To be more specific, when people have insider information, they often try to maximize gains by trading options. As I noted in an earlier post, options provide leverage, magnifying wins and losses. If you know what’s going to happen to a stock on account of insider information, trading options therefore seems like a great bet – you’ll get the best bang for your buck. Indeed, it can be quite lucrative. However, in many cases, it can be a big red flag to the SEC. Many stocks don’t support very liquid options markets. This is to say, the open interest (number of existing options contracts on a stock) and volume are often very small, so it takes only a few extra trades to cause a big spike in activity. And the SEC will catch such volume spikes as Reza Saleh recently found out the hard way when he bought 9,332 Perot Systems call options on insider knowledge of a buyout.

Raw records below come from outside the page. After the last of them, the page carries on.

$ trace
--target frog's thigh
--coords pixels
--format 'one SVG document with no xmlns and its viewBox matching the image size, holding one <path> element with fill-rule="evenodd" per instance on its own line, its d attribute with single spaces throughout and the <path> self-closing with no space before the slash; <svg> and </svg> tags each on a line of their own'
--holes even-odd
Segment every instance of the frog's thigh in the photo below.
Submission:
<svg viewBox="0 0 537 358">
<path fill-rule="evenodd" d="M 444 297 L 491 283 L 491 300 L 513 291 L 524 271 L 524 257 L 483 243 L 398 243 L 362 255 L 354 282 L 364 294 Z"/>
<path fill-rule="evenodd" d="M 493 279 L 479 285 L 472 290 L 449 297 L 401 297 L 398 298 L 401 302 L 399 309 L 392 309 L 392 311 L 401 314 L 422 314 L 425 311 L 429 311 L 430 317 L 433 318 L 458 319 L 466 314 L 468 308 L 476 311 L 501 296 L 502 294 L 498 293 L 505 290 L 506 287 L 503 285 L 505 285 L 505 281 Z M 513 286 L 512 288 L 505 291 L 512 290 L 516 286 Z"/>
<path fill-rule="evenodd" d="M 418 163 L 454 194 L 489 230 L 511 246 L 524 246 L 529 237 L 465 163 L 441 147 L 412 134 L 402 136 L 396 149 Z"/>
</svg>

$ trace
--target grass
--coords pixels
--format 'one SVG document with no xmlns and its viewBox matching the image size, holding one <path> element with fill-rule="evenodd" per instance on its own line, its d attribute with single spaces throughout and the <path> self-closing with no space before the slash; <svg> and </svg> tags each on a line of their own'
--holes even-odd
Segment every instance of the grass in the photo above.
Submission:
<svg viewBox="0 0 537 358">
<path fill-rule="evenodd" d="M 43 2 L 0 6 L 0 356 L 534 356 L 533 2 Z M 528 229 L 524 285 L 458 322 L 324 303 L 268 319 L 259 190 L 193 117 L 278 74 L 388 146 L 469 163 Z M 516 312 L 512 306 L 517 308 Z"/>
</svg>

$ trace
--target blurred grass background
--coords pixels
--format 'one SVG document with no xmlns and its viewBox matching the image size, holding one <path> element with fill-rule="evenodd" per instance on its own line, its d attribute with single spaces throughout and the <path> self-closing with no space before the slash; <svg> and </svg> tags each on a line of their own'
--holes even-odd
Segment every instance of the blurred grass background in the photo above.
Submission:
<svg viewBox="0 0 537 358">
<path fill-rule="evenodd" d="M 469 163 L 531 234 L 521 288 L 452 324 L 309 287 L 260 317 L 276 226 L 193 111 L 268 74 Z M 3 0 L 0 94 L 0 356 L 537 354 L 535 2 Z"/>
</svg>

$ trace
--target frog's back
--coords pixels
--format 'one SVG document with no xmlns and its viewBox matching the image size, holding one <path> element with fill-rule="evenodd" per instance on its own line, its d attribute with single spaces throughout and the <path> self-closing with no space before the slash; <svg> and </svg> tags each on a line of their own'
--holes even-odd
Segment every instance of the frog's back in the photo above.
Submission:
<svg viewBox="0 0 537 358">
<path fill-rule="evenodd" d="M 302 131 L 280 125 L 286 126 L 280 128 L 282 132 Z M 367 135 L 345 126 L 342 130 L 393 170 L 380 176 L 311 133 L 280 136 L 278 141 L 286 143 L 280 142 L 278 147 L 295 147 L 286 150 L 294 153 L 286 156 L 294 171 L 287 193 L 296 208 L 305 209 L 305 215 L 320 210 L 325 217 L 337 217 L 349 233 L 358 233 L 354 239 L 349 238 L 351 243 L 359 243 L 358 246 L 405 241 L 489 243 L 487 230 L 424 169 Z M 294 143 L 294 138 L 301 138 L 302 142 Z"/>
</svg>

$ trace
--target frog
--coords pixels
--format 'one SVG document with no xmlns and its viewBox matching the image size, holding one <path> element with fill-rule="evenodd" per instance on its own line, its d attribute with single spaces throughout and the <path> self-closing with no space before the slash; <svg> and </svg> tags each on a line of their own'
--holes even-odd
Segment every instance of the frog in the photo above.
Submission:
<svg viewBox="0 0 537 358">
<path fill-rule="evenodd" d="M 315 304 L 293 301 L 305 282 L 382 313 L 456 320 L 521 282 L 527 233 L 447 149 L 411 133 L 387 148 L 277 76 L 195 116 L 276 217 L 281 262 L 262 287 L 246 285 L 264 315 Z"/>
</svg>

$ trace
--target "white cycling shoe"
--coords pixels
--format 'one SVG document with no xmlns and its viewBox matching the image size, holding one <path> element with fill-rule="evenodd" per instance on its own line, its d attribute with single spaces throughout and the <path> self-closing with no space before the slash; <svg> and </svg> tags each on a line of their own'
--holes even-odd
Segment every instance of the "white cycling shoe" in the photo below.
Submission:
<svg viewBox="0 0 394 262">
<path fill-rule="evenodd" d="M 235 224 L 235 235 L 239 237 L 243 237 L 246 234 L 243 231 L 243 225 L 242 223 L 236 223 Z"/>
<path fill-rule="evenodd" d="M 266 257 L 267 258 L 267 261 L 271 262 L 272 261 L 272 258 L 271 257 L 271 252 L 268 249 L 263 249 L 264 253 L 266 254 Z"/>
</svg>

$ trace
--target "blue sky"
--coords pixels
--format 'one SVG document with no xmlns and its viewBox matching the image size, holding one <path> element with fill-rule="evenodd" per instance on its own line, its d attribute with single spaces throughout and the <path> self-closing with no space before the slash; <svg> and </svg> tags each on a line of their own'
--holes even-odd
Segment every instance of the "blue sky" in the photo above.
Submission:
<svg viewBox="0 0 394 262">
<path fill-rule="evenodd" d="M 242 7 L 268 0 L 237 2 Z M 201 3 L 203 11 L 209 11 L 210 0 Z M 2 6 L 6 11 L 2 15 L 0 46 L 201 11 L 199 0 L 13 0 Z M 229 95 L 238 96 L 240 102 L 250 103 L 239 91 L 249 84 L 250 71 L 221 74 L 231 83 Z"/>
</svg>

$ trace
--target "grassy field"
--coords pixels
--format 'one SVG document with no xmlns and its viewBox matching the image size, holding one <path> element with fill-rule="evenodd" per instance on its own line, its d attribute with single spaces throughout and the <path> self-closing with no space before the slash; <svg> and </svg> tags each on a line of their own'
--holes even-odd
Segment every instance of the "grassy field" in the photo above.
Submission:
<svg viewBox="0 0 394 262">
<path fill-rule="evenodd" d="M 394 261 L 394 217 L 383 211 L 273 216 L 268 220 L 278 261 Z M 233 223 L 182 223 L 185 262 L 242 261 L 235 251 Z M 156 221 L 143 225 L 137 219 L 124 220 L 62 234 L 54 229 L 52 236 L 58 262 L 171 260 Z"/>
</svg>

So, returning to the Galleon case, I’m not that surprised that some of the reported gains were quite small. For example, options on Polycom (one of the companies in question) have very low open interest and rarely trade. The complaint alleges that one of the parties purchased 200 Polycom calls from April 13 to April 18, 2006 at $1.35 a piece. Now, this was a very small outlay (resulting in a profit of only $22,000), but anything larger could have tipped off regulators then and there since on average only about 200 calls trade per day in the stock.

But the same can’t be said for some of the other companies in the complaint. Google, for example, supports a much more liquid market. One of the parties purchased 566 put options in the two weeks leading up to Google’s 2007 second quarter earnings announcement. While this trade led to more than $500,000 in profits, the party probably could’ve put on much more of it without alerting regulators. By my estimates, roughly 7500 puts on Google exchange hands every day. Now I don’t know how the SEC’s volume spike algorithm works, but I see no reason why the party couldn’t have bought 500 puts (across strikes) per day without tipping off regulators. If the party had amassed 2500 puts in total, it would still probably account for less than a quarter of the open interest across strikes and would’ve made several million dollars more in the process.

Was this person just overly concerned about getting caught or simply a fool?